We initialise the density with a nominal coronal value at the inner boundary and an ambient density with a drop of approximately five orders of magnitude throughout the rest of the domain. The solar magnetic field is initialised as a dipole, with the axis of the magnetic moment aligned with the rotational axis of the domain (representing the solar rotational axis) following the dipole equations for the field components in spherical geometry:

$$\begin{array}{cc}& B_{\mathrm{r}}=B_0·{\left(\frac{r}{R_{\odot }}\right)}^{-3}·cos\theta ,\hfill \end{array}$$(6)

$$\begin{array}{cc}& B_{\theta }=\frac{B_0}{2}·{\left(\frac{r}{R_{\odot }}\right)}^{-3}·sin\theta ,\hfill \end{array}$$(7)

$$\begin{array}{cc}& B_{\varphi }=0,\hfill \end{array}$$(8)

where r denotes the radial distance from the centre of the domain and θ the polar angle. The parameter B₀ in these equations represents the polar dipole surface field strength. We selected a value of B₀ = 1 G, which is representative of the dipole surface field strength close to the solar minimum (Svalgaard & Cliver 2007). The momentum density is initialised at a value of zero for all components and the total energy density is dynamically assigned in the first calculation step through our heating source term. The most significant initial parameters are listed in Table 1.
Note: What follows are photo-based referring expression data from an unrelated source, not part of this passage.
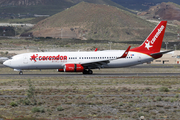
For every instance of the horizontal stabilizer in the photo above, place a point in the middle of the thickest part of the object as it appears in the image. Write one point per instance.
(125, 53)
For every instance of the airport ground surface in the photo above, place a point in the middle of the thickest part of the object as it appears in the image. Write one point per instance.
(151, 91)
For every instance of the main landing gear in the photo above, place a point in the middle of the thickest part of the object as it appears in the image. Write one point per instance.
(87, 72)
(20, 72)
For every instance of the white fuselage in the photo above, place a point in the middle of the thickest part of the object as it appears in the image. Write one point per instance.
(57, 60)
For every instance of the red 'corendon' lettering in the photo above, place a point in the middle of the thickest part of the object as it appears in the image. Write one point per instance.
(46, 58)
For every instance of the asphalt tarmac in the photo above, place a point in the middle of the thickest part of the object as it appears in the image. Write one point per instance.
(101, 74)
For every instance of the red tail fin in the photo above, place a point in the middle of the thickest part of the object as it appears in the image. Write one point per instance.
(154, 41)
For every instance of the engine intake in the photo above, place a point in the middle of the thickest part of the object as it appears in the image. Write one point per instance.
(72, 68)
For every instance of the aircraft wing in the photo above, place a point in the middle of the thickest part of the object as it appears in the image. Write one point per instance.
(161, 53)
(99, 64)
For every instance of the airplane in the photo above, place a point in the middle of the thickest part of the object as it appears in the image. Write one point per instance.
(86, 61)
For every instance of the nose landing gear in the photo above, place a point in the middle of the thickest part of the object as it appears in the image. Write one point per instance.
(87, 72)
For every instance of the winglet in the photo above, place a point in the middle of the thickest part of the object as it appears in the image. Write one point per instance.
(125, 53)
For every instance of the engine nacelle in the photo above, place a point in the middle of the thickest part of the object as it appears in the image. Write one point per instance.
(73, 68)
(60, 70)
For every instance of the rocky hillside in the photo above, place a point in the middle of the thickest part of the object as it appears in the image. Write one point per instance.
(142, 5)
(49, 7)
(165, 11)
(93, 21)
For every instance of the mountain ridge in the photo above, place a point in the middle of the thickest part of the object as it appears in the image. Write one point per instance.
(93, 21)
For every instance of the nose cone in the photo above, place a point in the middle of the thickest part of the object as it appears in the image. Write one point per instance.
(7, 63)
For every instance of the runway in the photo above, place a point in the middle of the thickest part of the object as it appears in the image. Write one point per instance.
(144, 74)
(93, 75)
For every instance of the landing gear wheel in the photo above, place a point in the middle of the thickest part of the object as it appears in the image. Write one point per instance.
(20, 73)
(85, 72)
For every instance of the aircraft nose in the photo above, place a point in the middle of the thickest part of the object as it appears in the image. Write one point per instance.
(7, 63)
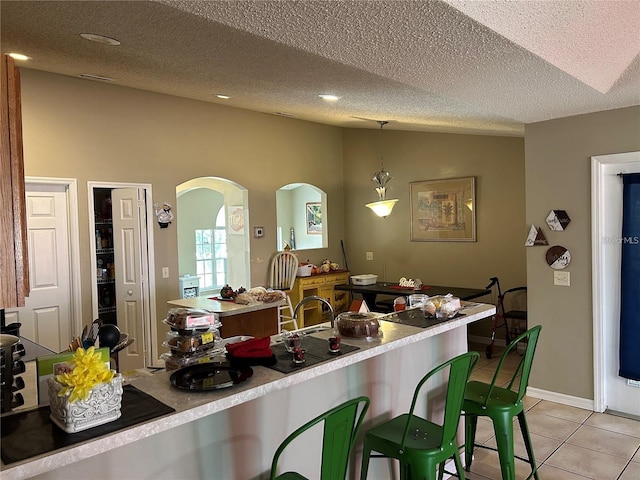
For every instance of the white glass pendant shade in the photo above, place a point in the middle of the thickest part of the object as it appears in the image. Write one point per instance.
(382, 208)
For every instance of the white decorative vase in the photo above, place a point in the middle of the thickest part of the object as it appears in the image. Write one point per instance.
(101, 406)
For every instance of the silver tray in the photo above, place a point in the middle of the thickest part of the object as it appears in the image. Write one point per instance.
(204, 377)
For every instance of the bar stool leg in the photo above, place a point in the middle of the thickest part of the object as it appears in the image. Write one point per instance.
(470, 425)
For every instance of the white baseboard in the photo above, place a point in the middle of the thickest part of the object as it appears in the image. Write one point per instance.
(486, 340)
(561, 398)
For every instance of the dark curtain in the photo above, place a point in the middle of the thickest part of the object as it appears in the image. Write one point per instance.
(630, 284)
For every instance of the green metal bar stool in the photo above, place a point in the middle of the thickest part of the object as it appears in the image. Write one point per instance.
(420, 445)
(341, 426)
(502, 405)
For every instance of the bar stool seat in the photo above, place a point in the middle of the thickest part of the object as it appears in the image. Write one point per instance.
(420, 444)
(502, 404)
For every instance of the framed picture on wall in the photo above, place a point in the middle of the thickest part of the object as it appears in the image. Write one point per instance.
(443, 210)
(235, 220)
(314, 218)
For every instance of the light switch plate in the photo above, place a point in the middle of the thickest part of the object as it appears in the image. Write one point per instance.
(562, 278)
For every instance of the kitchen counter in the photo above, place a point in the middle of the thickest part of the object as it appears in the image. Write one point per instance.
(233, 433)
(257, 320)
(222, 307)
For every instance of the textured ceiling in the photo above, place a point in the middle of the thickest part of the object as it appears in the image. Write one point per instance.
(485, 67)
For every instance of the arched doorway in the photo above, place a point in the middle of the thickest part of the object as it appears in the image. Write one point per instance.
(213, 239)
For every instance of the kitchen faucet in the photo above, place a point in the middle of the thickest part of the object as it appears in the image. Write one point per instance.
(314, 297)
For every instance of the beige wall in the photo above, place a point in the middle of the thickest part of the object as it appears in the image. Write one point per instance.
(498, 165)
(92, 131)
(558, 176)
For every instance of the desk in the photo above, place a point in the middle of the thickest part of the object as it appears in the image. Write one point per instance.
(369, 292)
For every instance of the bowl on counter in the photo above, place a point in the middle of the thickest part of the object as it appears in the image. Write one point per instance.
(365, 279)
(305, 270)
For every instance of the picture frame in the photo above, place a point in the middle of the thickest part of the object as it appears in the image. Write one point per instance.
(314, 218)
(443, 210)
(235, 219)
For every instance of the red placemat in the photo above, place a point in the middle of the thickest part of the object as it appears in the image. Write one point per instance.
(220, 299)
(398, 287)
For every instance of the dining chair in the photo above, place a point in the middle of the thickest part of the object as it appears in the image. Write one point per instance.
(502, 404)
(284, 268)
(421, 445)
(340, 430)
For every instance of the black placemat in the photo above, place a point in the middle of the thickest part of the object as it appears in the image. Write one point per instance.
(416, 318)
(317, 352)
(30, 433)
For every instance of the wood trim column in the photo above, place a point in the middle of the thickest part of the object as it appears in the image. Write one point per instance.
(14, 265)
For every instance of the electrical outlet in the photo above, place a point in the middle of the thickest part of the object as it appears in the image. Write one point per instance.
(562, 279)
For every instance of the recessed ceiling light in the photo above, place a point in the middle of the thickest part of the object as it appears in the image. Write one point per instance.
(88, 76)
(328, 97)
(19, 56)
(100, 38)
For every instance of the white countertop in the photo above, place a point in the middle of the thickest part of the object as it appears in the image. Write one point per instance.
(192, 406)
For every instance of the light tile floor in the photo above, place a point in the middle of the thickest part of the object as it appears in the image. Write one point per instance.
(569, 443)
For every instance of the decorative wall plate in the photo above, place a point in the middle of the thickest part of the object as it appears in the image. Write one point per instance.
(535, 237)
(558, 220)
(558, 257)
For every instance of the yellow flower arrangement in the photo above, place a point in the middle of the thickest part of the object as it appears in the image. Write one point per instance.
(89, 370)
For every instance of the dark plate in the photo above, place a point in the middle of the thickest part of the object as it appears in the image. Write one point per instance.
(204, 377)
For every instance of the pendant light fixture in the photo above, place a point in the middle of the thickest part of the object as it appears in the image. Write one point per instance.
(382, 207)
We close the set of equations by relating the pressure and temperature of the system to the primary variables through an adiabatic equation of state:

$$\begin{array}{cc}& \epsilon =\frac{p}{\gamma -1},\hfill \end{array}$$(9)

$$\begin{array}{cc}& T=\frac{\overline{\mu }{m}_{u}p}{k_{\mathrm{B}}\rho }.\hfill \end{array}$$(10)

These equations relate the thermal energy density ε – which is calculated by rearranging Eq. (5) – to p and T, where $\overline{\mu }$ represents the mean molecular weight, m_u the atomic mass unit, and k_B the Boltzmann constant. We choose an adiabatic index γ = 5/3 and set $\overline{\mu }=0.6$ to reflect a fully ionised hydrogen plasma with small amounts of heavier species (Desai et al. 2020).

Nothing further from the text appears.